L'entracte se termine et chacun reprend sa place devant la scène.Je suis un peu déçue de ne pas avoir vu Henri/Jay, j'aime le retrouver pendant la pause, mais ici, dans cet espace restreint, il y a trop de risques de se faire démasquer. Il y a des journalistes dans la salle et dans le hall, qui doivent interviewer le groupe à sa sortie de scène. Tant pis, pour une fois, j'attendrais le retour à l'hôtel pour le réconforter. Je parcours la salle du regard quand je me rends compte que les musiciens sont déjà de retour, ne manque que Keith et Jay. L'atmosphère est particulière ce soir, le public est tellement proche de la scène et de ses protagonistes, qu'on pourrait se croire dans un salon privé. Une fois les instruments réaccordés, les regards sur scène cherchent le chanteur puis dérivent logiquement vers les coulisses. Qu'est-ce qui peut bien retenir Henri/Jay ainsi que Keith, hors des planches? J'espère qu'ils ne se sont pas disputés pour une quelconque raison, ce serait mauvais pour le public et pour le reste de la tournée.

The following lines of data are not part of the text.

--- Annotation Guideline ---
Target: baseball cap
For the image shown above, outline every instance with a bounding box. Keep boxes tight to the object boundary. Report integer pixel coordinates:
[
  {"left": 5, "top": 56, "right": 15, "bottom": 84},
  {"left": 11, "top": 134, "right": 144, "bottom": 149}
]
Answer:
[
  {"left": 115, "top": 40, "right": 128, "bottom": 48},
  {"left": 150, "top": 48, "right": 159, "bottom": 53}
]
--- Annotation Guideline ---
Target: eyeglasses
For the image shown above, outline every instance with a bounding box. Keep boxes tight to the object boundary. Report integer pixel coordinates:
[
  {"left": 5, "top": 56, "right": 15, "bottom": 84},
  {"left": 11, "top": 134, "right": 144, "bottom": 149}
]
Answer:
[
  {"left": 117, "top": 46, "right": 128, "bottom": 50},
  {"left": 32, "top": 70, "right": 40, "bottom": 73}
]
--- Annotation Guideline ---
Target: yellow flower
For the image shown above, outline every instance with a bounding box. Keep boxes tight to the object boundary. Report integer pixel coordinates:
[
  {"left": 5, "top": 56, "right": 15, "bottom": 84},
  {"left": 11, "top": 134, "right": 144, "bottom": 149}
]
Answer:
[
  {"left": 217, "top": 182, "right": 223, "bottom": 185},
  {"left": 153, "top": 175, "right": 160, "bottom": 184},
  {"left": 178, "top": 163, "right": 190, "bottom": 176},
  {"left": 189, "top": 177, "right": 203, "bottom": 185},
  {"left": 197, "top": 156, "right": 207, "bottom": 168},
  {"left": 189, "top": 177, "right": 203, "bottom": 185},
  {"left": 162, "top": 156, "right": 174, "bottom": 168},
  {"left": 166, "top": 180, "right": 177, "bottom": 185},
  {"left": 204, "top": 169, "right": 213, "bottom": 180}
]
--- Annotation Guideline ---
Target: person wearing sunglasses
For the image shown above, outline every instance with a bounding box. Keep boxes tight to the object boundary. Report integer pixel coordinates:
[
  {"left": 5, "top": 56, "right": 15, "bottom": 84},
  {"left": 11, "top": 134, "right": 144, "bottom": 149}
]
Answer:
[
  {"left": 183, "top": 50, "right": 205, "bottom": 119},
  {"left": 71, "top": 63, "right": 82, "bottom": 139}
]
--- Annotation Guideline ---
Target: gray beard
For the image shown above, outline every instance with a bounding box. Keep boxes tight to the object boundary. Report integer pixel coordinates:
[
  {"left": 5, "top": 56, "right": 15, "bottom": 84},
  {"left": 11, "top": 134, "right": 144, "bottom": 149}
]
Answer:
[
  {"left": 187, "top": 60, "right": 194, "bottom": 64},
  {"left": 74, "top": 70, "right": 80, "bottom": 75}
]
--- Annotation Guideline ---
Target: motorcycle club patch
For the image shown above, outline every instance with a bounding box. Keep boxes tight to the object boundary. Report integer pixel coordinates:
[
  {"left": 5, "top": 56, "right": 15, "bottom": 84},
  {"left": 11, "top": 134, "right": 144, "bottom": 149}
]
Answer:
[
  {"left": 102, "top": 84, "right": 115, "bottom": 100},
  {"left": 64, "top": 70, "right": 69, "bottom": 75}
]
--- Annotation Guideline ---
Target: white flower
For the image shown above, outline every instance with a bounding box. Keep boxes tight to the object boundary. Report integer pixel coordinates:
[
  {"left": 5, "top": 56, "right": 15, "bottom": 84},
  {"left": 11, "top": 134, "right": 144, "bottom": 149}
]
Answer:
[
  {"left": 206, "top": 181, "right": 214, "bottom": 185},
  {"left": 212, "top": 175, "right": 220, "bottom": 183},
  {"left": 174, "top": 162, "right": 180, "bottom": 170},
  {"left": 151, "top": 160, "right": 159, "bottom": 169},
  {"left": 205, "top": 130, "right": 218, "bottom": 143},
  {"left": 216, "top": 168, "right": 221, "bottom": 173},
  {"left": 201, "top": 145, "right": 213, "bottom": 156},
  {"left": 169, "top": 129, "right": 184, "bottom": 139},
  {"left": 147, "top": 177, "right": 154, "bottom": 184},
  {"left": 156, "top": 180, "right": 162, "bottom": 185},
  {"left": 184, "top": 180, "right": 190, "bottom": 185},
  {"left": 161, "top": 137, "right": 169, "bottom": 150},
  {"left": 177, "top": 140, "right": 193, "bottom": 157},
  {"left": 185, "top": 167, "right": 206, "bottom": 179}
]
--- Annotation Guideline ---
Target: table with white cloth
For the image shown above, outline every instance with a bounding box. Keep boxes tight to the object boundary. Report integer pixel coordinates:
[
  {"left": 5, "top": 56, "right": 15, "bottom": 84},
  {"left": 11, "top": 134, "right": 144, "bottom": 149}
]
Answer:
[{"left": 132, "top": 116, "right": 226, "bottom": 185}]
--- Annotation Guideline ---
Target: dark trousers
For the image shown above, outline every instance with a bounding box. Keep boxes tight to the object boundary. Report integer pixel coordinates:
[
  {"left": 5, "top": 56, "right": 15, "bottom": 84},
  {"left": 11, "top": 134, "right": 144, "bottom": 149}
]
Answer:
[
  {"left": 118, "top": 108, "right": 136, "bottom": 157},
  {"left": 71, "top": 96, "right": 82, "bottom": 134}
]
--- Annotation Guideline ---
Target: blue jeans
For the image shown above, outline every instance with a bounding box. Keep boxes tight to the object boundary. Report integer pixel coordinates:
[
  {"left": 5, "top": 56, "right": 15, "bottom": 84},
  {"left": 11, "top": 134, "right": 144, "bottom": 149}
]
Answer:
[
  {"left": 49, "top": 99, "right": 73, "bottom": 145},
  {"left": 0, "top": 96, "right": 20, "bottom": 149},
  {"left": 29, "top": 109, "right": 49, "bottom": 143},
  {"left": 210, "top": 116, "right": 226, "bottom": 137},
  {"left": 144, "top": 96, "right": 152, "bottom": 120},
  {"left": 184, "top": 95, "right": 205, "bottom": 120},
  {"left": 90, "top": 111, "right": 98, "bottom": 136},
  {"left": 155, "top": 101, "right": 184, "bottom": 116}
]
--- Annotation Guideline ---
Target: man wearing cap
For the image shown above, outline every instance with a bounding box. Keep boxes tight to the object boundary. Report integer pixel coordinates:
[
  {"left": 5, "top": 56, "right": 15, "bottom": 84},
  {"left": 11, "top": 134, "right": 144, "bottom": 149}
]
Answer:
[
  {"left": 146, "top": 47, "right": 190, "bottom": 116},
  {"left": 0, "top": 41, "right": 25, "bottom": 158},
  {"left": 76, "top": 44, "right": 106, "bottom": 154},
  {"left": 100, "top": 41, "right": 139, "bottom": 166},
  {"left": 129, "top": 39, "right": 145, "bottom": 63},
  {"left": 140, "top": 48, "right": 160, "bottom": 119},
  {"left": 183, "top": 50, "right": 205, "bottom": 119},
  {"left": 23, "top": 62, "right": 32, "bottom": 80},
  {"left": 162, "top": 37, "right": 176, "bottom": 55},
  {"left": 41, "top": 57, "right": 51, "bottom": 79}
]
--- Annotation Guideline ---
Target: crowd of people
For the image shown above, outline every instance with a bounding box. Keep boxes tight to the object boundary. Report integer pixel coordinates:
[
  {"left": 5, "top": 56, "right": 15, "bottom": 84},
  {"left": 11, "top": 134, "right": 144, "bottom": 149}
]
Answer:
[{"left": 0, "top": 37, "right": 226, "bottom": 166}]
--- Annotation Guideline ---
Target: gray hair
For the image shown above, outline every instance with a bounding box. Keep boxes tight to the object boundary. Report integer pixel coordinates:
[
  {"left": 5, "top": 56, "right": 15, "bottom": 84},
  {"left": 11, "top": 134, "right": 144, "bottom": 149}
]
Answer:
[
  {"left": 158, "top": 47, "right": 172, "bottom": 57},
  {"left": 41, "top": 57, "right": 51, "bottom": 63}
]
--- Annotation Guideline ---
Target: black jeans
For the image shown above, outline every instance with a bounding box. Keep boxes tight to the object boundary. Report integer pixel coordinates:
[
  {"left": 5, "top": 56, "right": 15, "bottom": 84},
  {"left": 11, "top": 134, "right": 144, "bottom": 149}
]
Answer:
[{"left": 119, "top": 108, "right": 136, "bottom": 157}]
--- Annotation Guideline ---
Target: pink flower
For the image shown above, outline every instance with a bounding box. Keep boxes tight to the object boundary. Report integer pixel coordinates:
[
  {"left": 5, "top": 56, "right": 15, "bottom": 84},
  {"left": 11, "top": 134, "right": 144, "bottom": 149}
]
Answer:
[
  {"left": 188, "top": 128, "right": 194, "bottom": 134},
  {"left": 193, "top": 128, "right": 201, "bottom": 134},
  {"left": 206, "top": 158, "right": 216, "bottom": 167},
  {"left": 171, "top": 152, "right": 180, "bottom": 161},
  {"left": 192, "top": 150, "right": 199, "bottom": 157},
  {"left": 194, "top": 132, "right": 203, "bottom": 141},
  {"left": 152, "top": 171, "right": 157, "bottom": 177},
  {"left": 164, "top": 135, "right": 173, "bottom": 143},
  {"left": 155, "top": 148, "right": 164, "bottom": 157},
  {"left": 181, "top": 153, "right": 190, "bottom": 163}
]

Au moment où je m'apprête à quitter mon siège pour entrer en coulisse voir ce qui se trame, Keith apparaît tout sourire et retrouve sa place sur la droite de la scène, puis, vingt secondes plus tard, s'est enfin Jay qui se positionne derrière le micro. Je pousse un soupir de soulagement mais cela ne dure pas. Le regard d'Henri/Jay est encore plus sombre que ses lentilles, son visage est également plus fermé qu'avant l'entracte et je ne comprends pas ce qui a bien pu arriver en trente minutes à peine.

Jay accorde sa guitare puis, après un signe de tête en direction de Mat, le batteur, il commence à chanter une de ses dernières créations. Je commence à flipper lorsque, attendant son regard dans ma direction, je le vois m'éviter carrément et adresser des sourires à son public tout en chantant. Pas une seule fois ses yeux ne se posent au fond des miens comme il le fait toujours lorsqu'il chante un nouveau titre créé pour moi. Je n'arrive pas à calmer les battements erratiques de mon cœur. Qu'est-ce qu'il nous arrive? Ai-je, sans le vouloir, provoqué sa colère? Keith lui a-t-il dit quelque chose qui ferait que Henri/Jay m'en veuille?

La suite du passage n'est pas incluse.